DataOps focuses on increased deployment frequency, automated testing, metadata and version control, monitoring, and collaboration.
- Increased deployment frequency. Instead of relying on large, infrequent rollouts of code to support data engineering and data science efforts, DataOps focuses on being able to promote incremental updates to the system. The concept that incremental functionality leads to incremental business value guides practice and process development.
- Automated testing. To increase deployment frequency, you cannot ignore testing and data quality. These elements are still critical. It is important to automate testing to ensure that data quality and code quality can be evaluated as part of the rollout and do not require human-centered, manual testing processes.
- Metadata and version control. Data engineering code might look different from application code, but ensuring that a chain of ownership and a record of changes exist allows for more frequent incremental system changes. Data engineering code is also needed to communicate changes effectively to relevant stakeholders. This includes the code associated with the engineering processes as well as solid traceability of the data lineage as it flows through the process. This more easily allows for recovery if something goes awry.
- Monitoring. As with automated testing, DataOps requires telemetry for the data pipelines and in the system running those pipelines. You need processes that check both code quality anddata quality and can raise an alert if either exceeds defined thresholds.

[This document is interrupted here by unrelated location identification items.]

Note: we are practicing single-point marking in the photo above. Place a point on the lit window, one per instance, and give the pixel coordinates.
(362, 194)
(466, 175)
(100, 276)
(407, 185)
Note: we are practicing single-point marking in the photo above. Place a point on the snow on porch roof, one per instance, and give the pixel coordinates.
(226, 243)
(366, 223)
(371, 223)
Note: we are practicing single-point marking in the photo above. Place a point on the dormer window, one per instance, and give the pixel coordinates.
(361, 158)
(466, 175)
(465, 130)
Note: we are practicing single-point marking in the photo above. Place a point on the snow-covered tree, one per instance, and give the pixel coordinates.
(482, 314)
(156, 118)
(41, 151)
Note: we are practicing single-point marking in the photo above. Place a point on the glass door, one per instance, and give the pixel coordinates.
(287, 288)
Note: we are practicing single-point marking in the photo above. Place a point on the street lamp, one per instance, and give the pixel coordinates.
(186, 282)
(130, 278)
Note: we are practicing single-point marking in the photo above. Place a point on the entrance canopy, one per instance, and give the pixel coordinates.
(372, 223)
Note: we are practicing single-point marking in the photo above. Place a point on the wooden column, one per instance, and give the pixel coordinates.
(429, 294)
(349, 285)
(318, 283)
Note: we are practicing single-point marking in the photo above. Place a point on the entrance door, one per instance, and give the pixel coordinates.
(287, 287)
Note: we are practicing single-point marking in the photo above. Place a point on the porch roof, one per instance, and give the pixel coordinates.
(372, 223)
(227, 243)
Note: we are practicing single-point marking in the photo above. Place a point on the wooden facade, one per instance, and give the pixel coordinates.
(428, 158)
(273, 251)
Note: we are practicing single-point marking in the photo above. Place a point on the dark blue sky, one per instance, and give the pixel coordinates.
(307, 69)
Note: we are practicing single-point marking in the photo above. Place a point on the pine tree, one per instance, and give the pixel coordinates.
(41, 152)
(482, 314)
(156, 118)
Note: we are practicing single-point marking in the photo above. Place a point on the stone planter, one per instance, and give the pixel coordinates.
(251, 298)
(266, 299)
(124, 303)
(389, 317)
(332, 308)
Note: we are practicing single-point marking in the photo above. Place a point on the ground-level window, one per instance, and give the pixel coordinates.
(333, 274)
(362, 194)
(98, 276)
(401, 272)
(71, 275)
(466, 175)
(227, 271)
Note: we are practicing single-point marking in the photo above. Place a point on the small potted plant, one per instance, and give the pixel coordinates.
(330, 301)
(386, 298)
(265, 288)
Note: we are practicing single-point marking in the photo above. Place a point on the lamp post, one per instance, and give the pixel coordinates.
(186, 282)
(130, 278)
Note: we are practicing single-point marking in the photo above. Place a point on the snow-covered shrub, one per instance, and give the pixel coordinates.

- Collaboration. As in all agile practices, collaboration is extremely important. Success with DataOps requires high levels of collaboration among the parties involved. This includes personnel from areas of data management, data engineering, data science, and analytics.
- Citizen data scientists (and the walled garden). It is becoming standard for organizations to want to employ the public in data science and analytics efforts, which can greatly accelerate innovation. This is where the role of the citizen data scientist is important.
However, citizen data scientists create a particular challenge when it comes to data governance. Now, efforts shift from trying to control employees with contractual obligations to trying to control the public, where recourse for wrongdoing is limited. This puts a larger burden on systematic controls to keep all parties safe and secure.
Enterprises must create walled gardens if citizen data scientists are to succeed. A walled garden is also referred to as a closed ecosystem. It is a system where the service provider has control over applications and content and provides users controlled access to just what they need to be successful but in a way that they feel like they are in control and can experiment.
These gardens include systems that are logically or physically air-gapped from the company’s other systems. This can include machines or virtual machines that allow for tasks to run without opening the general network to intrusion. This also goes back to the concept of synthetic data which can be used to perform analysis without exposing the underlying sensitive data.
Providing citizen data scientists with an environment that is easily accessible and sufficiently powerful allows them to experiment and be creative and innovative. Balancing that with the correct security practices and processes is the goal. When dealing with this walled garden environment, the security practices cannot appear to be onerous. The goal is to allow users to feel free to do what they want once they enter the walls of the garden, but also to make sure that those walls are durable and keep the citizen data scientists serenely inside.
Next Steps
As you evolve your data governance road map, determine where these three concepts -- synthetic data, DataOps, and walled gardens -- fall for your citizen data scientists. With these three key ingredients, you have the potential to create a truly innovative data governance experience that enables the business to flourish without taking on unacceptable risks.
The future of data governance will require balance, but a data professional who can balance security, privacy, innovation, and creativity will be a hero to the organization.